Question 4: Do you have any comments on the matters listed in clause 1(4)-(5) on which the doctor’s decision must be based for it to be responsible? Are there any that should be removed, or changed, or added, and if so why?
For example, should the Bill spell out that the other treatments mentioned in clause 1(5) (a-c) include treatments offered as part of research studies?
For a decision to carry out innovative treatment to be ‘responsible’, it needs to be based on the points listed in clause 1(4)-(5) and also to be made in accordance with a proper process. Clause 1(6) defines a ‘proper process’ as one that must:
- be accountable
- be transparent
- allow full consideration by the doctor of all relevant matters.
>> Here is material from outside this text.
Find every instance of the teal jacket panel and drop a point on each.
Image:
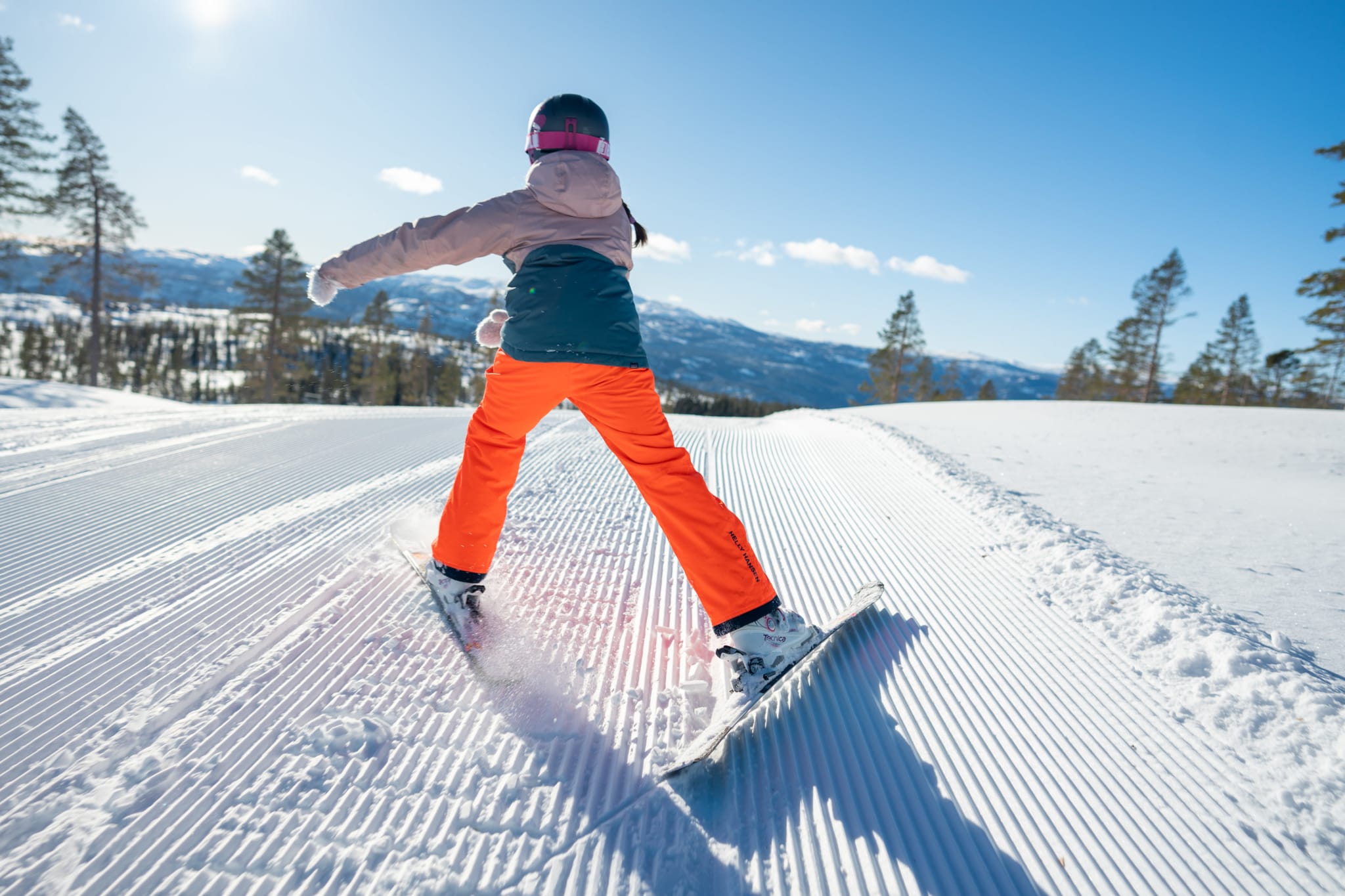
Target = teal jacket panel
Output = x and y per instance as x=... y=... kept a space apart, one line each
x=571 y=304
Clause 1(7) helps clarify what this process might look like. It draws attention to the importance of:
- discussing the treatment with the patient
- taking the decision within a multi-disciplinary team
- notifying the doctor’s responsible officer (the person responsible for notifying the General Medical Council of the doctor’s fitness to practice).
It won’t always be possible for a process to include the 3 elements listed in clause 1(7). For example:
- a doctor working in private practice might not have a ‘responsible officer’
This is why clause 1(7) doesn’t say these steps must be taken. But, a doctor would be expected to have good reason for not taking any of these steps where it was possible to do so.
We welcome suggestions for refining the process described in clauses 1(6) and clause 1(7).
The Bill, see clause 1(8), doesn’t change the laws around:
- what’s in a patient’s best interests
This means important safeguards remain in place.